The Niles Weekly Register Volume 8 covering March to September of 1815 provided insight into the aftermath of the January 8th battle.

For background, the Register described the battle forces, “It is known that from the momentary absence of part of our regular troops, our line of defense in front of New Orleans was manned chiefly by militia, supported, indeed, by batteries skillfully fought by navy and artillery officers, and some by brave old French cannoniers. A large proportion of this militia, being clad in homespun frocks and pantaloons—our brilliantly dressed enemy, in derision of their plain appearance, and not deigning to honor them with the name of soldiers, had dubbed ‘long-tailed shepherds,’ and other contemptuous appellations.”

Given the heavy losses of the British, they should have had more respect for the militia.

A modern history stated, “The defeat was one of the worst suffered by the British in any war, and the losses were dramatically lopsided– nearly 2,300 British dead to only thirteen American casualties. Almost immediately, the Battle of New Orleans entered into American national mythology as the place where plucky U. S. militia defeated the soldiers who had conquered Napoleon.”

Going back to 1815, the Register published more information describing the British exodus:


Copy of a letter to his Excellency Governor Blount from Major-General Andrew Jackson, commanding 7th military district, dated Headquarters, New Orleans, Jan. 27, 1815.

Sir — I enclose you a paper which contains my address and general order to the brave army I had the honor to command on the 8th inst. In addition I have to state, that the prisoners taken on the retreat of the enemy, state their whole loss, including killed, wounded, and missing, is estimated at six thousand five hundred — and that Kean is dead of his wounds — when the numbers are known that were in action on our side, and those badly armed, it will not be accredited, and particularly when the loss of the enemy is compared with my loss, which in killed since the landing of the enemy does not exceed fifty- six —

The unerring hand of Providence shielded my men from the shower of balls, bombs and rockets, when on the other hand it appeared that every ball and bomb, from our lines was charged with the mission of death.

The spirit of the British in this quarter is broken: they have failed in every attempt — they bombarded Fort St.

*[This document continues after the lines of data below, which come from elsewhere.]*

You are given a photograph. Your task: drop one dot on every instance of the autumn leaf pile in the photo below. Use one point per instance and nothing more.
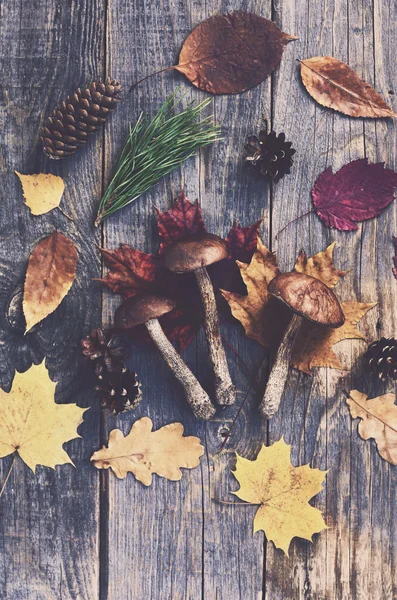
(132, 271)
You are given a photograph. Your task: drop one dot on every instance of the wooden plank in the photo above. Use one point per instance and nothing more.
(49, 535)
(176, 541)
(342, 562)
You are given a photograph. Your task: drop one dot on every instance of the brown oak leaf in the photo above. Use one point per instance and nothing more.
(132, 271)
(332, 83)
(264, 318)
(228, 54)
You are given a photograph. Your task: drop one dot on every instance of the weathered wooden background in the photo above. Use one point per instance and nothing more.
(79, 534)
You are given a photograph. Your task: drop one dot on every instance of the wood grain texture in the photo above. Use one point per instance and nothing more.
(49, 532)
(81, 534)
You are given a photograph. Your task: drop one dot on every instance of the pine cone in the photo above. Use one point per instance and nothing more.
(79, 115)
(381, 357)
(119, 391)
(106, 351)
(269, 155)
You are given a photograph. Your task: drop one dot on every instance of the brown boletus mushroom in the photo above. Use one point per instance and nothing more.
(146, 309)
(308, 298)
(193, 255)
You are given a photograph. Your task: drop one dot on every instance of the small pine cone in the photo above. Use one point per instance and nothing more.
(79, 115)
(106, 351)
(269, 155)
(381, 358)
(119, 391)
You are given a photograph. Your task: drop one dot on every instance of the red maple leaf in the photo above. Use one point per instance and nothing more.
(132, 272)
(358, 191)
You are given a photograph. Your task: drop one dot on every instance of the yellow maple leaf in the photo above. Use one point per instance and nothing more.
(378, 420)
(144, 452)
(283, 493)
(42, 192)
(265, 319)
(32, 424)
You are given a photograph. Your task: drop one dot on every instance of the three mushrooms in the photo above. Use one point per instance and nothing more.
(307, 297)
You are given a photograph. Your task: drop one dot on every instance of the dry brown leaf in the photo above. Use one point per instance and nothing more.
(32, 424)
(228, 54)
(144, 452)
(49, 276)
(378, 420)
(332, 83)
(283, 493)
(42, 192)
(265, 319)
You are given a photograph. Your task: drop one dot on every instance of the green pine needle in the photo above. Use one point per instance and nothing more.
(154, 149)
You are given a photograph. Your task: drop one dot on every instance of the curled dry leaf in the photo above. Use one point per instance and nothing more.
(265, 319)
(32, 424)
(228, 54)
(42, 192)
(144, 452)
(378, 420)
(332, 83)
(49, 276)
(357, 192)
(283, 493)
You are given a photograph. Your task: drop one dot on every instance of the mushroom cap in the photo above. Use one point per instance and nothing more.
(140, 309)
(194, 252)
(308, 297)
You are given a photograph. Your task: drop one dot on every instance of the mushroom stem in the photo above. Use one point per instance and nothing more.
(224, 389)
(195, 395)
(279, 373)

Philips for nine days, throwing upwards of one thousand large bombs, exclusive of small ones, with no other effect than killing two and wounding seven — five of the latter so slightly that they are reported for duty.

Mr. Shields, purser of the navy, brave and full of enterprise, got a few volunteers, and with four small boats pursued them as they were embarking, took a transport and burnt her — several small boats, and one hundred and odd prisoners; for the want of force was compelled to parole a number, bringing with him in all 70 prisoners, including two officers — They have lost all their valuable officers, and the flower of their army. This argument will have greater weight at Ghent than any other, and I view it as the harbinger of peace.

When you seethe bravery of your countrymen you must feel proud that you govern such a people! They are worthy to be free — Gen. Coffee’s brigade for the whole time literally lay in a swamp, knee deep in mud and water, and the whole of general Carroll’s line but little better — still they maintained their positions without a murmur — three thousand stand of arms more than I had on the 8th would in my opinion have placed the whole British army in my hands— but the Lord’s will be done.

Yours &c.


P. S. I have had but few minutes of ease, and for some days bad health but am better.

P. S. The picquet guard state they lost sight of the last sail of the British at half after 11 A. M. and Louisiana may again say her soil is not trodden by the sacrilegious footsteps of a hostile Briton — they were steering for Ship island — where destined from thence uncertain.


The Louisiana State Quarter Coin shows against an artist’s portrayal of the Battle of New Orleans.